Whitepaper

Opsview Monitor Master to Slave Node Communication

Opsview Monitor has many daemons running on both the Maser and Slave Node servers to allow for efficient monitoring of hosts. Some of these daemons need to communicate between the Slave Nodes and the Master to report status information or to action tasks, such as running ad-hoc checks, acknowledging problems or applying downtime.

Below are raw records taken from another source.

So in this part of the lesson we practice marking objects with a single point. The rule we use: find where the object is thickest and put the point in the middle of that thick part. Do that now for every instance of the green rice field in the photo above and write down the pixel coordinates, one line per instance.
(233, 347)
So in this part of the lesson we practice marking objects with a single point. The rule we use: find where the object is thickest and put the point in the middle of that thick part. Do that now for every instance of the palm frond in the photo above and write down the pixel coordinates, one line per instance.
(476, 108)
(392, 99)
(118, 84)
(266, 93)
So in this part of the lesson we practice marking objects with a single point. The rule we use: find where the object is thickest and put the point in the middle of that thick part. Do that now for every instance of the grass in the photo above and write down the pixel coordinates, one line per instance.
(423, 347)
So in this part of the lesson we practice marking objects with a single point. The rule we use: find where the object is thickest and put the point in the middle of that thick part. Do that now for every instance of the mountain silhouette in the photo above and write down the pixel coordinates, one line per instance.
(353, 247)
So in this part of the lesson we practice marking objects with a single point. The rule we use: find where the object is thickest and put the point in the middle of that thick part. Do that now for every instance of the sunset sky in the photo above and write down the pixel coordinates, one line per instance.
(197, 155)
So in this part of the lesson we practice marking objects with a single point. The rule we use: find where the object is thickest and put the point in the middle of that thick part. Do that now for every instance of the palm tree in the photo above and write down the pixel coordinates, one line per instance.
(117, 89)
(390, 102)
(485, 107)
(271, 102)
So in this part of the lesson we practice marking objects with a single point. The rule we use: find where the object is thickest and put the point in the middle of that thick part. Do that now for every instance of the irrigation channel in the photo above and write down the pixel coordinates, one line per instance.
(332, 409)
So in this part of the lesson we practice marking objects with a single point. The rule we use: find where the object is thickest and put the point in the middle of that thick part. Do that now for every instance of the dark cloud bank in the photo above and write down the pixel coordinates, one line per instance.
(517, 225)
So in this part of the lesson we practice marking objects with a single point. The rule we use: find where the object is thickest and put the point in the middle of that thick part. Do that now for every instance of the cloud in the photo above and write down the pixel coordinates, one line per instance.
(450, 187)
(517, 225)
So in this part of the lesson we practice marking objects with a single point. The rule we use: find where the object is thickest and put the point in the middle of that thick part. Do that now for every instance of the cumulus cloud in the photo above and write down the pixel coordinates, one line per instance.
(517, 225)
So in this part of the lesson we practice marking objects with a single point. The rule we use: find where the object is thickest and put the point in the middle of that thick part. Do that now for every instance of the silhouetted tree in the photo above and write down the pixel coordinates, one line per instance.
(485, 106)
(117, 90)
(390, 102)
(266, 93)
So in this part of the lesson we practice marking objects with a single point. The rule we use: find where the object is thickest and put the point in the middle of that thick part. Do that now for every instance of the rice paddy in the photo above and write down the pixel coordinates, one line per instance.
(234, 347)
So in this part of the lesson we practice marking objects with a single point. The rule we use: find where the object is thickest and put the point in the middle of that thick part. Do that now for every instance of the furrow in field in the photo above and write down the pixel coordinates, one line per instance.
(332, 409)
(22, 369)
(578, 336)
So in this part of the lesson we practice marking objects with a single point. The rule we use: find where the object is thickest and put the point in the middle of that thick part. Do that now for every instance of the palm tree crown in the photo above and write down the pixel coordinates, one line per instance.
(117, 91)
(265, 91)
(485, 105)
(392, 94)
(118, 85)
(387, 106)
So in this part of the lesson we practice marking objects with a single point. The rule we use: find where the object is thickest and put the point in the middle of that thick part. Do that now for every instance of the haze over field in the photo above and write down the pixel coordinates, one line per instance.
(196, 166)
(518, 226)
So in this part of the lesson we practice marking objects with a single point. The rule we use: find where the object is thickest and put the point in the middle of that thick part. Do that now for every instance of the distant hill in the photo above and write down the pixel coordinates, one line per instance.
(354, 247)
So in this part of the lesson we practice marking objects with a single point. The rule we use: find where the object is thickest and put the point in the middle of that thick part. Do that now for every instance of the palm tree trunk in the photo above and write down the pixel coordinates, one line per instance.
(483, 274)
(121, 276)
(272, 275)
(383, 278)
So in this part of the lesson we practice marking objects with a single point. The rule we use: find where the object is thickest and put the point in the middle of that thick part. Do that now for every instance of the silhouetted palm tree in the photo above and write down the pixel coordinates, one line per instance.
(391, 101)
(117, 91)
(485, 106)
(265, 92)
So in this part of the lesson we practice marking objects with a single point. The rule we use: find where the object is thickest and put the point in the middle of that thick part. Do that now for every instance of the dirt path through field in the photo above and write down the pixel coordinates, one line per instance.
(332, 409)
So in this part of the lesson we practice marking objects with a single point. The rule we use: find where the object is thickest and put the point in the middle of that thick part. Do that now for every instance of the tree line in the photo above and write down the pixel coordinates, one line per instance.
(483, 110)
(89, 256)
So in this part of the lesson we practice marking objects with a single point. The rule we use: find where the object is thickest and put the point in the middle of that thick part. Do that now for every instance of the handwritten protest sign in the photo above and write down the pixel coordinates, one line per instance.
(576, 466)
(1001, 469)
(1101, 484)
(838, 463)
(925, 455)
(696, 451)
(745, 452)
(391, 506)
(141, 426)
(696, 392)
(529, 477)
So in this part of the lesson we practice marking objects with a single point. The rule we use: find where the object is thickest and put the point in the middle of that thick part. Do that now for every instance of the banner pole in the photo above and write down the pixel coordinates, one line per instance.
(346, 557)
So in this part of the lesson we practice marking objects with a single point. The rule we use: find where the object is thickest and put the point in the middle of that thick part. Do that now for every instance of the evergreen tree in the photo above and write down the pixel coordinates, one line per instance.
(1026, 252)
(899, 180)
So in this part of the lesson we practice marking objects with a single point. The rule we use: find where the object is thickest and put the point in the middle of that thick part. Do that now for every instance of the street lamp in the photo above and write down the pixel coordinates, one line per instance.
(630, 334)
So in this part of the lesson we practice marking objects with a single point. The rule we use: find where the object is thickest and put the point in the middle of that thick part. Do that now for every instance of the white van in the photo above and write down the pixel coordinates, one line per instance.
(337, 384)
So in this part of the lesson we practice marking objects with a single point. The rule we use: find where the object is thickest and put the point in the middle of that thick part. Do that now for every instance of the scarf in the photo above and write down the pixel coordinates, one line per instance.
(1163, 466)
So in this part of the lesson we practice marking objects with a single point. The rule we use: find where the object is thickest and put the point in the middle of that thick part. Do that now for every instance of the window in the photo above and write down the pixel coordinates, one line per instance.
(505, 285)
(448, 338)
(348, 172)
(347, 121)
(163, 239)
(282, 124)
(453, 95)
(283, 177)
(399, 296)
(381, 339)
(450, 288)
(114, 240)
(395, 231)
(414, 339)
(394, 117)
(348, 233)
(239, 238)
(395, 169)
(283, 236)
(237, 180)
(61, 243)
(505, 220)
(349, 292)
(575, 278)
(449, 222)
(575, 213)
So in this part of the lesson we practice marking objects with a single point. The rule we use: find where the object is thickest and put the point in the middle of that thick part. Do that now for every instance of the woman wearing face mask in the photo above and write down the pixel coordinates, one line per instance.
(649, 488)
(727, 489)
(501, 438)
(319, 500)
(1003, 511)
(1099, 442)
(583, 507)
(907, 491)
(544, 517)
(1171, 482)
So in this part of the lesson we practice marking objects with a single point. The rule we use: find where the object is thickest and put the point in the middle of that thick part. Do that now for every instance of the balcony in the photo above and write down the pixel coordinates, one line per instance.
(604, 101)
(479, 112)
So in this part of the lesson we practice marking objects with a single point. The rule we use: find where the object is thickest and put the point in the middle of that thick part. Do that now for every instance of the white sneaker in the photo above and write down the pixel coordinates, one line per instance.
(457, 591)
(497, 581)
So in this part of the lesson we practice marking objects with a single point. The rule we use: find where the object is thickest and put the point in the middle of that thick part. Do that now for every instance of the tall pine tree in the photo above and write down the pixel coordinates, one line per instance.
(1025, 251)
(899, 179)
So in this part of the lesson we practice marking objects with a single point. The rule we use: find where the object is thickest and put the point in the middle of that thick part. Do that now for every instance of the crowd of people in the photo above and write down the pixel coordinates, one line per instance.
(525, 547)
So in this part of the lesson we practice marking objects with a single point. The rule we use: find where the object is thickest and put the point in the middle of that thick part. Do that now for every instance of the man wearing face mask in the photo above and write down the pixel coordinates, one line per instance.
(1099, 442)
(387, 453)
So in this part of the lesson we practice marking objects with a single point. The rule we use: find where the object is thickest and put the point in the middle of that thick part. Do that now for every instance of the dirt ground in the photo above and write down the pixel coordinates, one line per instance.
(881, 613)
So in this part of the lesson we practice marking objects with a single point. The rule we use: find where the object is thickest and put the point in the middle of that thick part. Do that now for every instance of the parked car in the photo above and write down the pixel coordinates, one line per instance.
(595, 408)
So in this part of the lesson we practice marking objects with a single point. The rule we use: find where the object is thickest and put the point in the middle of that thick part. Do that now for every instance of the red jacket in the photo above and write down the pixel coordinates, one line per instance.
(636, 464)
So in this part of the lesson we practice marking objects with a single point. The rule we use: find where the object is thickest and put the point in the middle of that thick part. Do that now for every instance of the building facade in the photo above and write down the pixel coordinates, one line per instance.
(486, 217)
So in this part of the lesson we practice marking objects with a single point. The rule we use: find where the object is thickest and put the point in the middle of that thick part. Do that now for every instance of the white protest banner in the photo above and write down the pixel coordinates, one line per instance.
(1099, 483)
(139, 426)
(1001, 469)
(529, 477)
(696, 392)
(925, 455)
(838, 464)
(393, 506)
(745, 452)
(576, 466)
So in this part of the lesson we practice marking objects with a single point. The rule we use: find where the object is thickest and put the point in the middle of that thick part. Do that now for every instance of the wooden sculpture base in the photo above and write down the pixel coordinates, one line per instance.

To improve security and aid with administration, SSH is used to open and maintain a single communication channel between the Master and each of the Slave Nodes; all Opsview Monitor daemons then use this tunnel to pass information and data. SSH encrypts all traffic between the servers to prevent snooping of data and to prevent other systems or users accessing unnecessary information.

Default Configuration

By default, the Master opens up an SSH tunnel on port 22 to each slave node and starts a process to monitor the connection. This tunnel also opens up the follow ports

Port 5669 is set up to listen on the Slave Node and redirect to port 5669 on the Master
Port 4125 is set up to listen on the Slave Node and redirect to port 4125 on the Master
Port 5667 is set up to listen on the Slave Node and redirect to port 5667 on the Master
Port 2345 is set up to listen on the Slave Node and redirect to port 2345 on the Master
Port 5700 is set up to listen on the Slave Node and redirect to port 5700 on the Master
Port 25800+X is set up to listen on the Master and redirect to port 5666 on the Slave Node

Each slave node is assigned a unique port number starting from 25800 - this port is opened on on the master and redirected to port 5666 on each Slave Node to allow the Master to send specific communications to each Slave Node Agent process. 

To allow the port forwarding to be started, the sshd_config file configuration option AllowTcpForwarding must be set to 'yes' (this is the default).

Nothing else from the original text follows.